BREAKINGNEWS.CO.ID -  Perubahan pola konsumerisme masyarakat karena kemajuan teknologi mengharuskan semua orang atau lembaga untuk selalu siap menghadapi perubahan yang terjadi. Hal tersebut juga menjadi salah satu perhatian BUMN Jasa Raharja yang telah dan terus bertransformasi mengikuti dan menyesuaikan dengan  perkembangan zaman, salah satunya dengan terus  memperbaharui sistem pelayanannya.

Pernyataan itu diungkapkan Direktur Manajemen Risiko dan Teknologi lnformasi Jasa Raharja Wahyu Wibowo saat gelaran  Media Gathering bertajuk  ‘Transformasi Manajemen Resiko dan Teknologi lnformasi Jasa Raharja’  di Jakarta,  Rabu (13/11/2019). “Jasa Raharja lahir dari amanat masyarakat untuk mengurus kegitan soial yang mengurus tentang kecelakaan yang terjadi di jalan raya, sesuai UU No.34 Tahun 1964”, jelas Wahyu Wibowo.

“Tugas pokok dari Jasa Raharja yang merupakan Badan Usaha Milik Negara ini adalah menyelenggarakan Perlindungan Dasar, sesuai dengan UU Nomor 33 Tahun 1964 Tentang Dana Pertanggungan Wajib Kecelakaan Penumpang. Ditambah dengan  UU Nomor 34 Tahun 1964 Tentang Dana Kecelakaan Lalu Lintas Jalan,”  

Wahyu menambahkan, Jasa Raharja melalui Divisi Teknologi lnformasi dan Komunikasi sebagai penunjang atau role support dalam proses bisnis senantiasa mendukung segala operasional perusahaan dengan memanfaatkan teknologi informasi.

Saat ini Jasa Raharja telah memiliki aplikasi yang bernama JRku atau Jasa Raharjaku. Aplikasi ini utamanya untuk memberi kemudahan pelayanan. Baik pelayanan keluar (masyarakat) atau pelayanan kedalam untuk pegawai.
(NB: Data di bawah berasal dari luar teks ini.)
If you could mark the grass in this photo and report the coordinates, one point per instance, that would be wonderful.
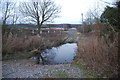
(19, 45)
(99, 55)
(85, 72)
(61, 74)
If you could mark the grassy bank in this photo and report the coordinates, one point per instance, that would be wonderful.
(17, 46)
(99, 55)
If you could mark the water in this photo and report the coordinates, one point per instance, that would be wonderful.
(63, 54)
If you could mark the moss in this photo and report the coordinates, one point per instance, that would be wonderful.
(61, 74)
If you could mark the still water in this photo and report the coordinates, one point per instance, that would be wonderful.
(62, 54)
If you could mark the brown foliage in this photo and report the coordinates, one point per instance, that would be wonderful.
(99, 54)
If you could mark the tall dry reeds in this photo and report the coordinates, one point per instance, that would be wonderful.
(99, 54)
(13, 43)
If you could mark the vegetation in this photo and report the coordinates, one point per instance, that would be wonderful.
(99, 55)
(24, 43)
(61, 74)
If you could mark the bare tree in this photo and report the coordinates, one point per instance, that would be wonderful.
(40, 12)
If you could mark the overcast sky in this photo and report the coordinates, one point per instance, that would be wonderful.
(71, 9)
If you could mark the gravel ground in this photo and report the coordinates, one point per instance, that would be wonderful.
(27, 68)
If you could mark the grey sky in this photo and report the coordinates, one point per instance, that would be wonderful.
(71, 9)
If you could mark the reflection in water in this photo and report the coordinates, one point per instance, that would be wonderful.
(62, 54)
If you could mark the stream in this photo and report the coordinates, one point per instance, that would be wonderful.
(57, 55)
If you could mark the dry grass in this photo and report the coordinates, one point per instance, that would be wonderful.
(99, 55)
(13, 43)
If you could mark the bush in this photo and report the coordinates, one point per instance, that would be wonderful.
(99, 54)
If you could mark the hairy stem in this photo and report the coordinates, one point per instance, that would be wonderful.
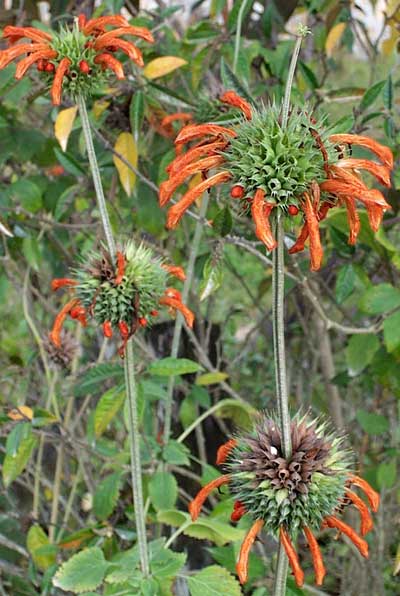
(179, 318)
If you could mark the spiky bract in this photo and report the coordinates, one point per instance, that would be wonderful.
(281, 162)
(295, 492)
(136, 295)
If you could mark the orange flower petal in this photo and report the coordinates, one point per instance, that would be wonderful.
(319, 567)
(198, 502)
(260, 211)
(359, 543)
(292, 556)
(233, 99)
(168, 187)
(243, 562)
(176, 211)
(384, 153)
(371, 494)
(110, 62)
(224, 451)
(194, 131)
(56, 88)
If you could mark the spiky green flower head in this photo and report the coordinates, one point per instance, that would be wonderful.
(125, 290)
(297, 491)
(283, 162)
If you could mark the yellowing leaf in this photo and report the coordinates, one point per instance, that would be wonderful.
(63, 125)
(159, 67)
(21, 413)
(126, 147)
(333, 38)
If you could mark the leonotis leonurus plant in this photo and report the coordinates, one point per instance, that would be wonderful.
(122, 293)
(302, 493)
(272, 170)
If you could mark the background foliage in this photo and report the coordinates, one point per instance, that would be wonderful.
(65, 454)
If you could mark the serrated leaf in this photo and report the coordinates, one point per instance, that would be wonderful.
(63, 125)
(106, 496)
(170, 367)
(13, 466)
(84, 571)
(213, 581)
(36, 539)
(107, 407)
(163, 490)
(159, 67)
(126, 147)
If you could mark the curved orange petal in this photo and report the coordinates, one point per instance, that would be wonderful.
(243, 562)
(176, 211)
(260, 211)
(197, 503)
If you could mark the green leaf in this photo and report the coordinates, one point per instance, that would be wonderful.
(107, 407)
(372, 424)
(171, 367)
(106, 496)
(163, 490)
(360, 351)
(84, 571)
(371, 95)
(391, 331)
(380, 299)
(213, 581)
(13, 466)
(36, 539)
(345, 281)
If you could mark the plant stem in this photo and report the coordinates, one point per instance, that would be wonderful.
(101, 201)
(136, 469)
(179, 318)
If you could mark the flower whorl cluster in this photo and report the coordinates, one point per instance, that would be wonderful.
(288, 495)
(296, 169)
(122, 293)
(74, 60)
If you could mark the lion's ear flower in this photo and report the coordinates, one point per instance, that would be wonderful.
(303, 493)
(121, 294)
(299, 169)
(75, 60)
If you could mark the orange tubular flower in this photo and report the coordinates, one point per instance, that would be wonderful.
(271, 168)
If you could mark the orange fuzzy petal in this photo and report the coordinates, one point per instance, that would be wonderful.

“Jasa Raharja telah memiliki aplikasi yang namanya JRku, aplikasi ini fitur utamanya adal untuk mempermudah pelayanan bagi masyarakat. Selain itu juga untuk mempermudah pelayanan kedalem atau pegawai. Juga ditambah dengan fitur fitur pendukung lainnya”, tambah Wahyu Wibowo lagi.

Dengan beberapa dukungan inovasi digital yang dihadirkan secara berkesinambungan dan kontinyu, Jasa Raharja mengklaim telah meningkatkan efektifitas serta efisiensi proses bisnis perusahaan, bahkan dapat menekan biaya operasional secara keseluruhan.

Menurut Wahyu Wibowo, Transformasi digital yang dilakukan Jasa Raharja sudah dilevel tertinggi, jika tolok ukur penilaiannya adalah angka 1 sampai 9, maka Jasa Raharja sudah berada di angka 9.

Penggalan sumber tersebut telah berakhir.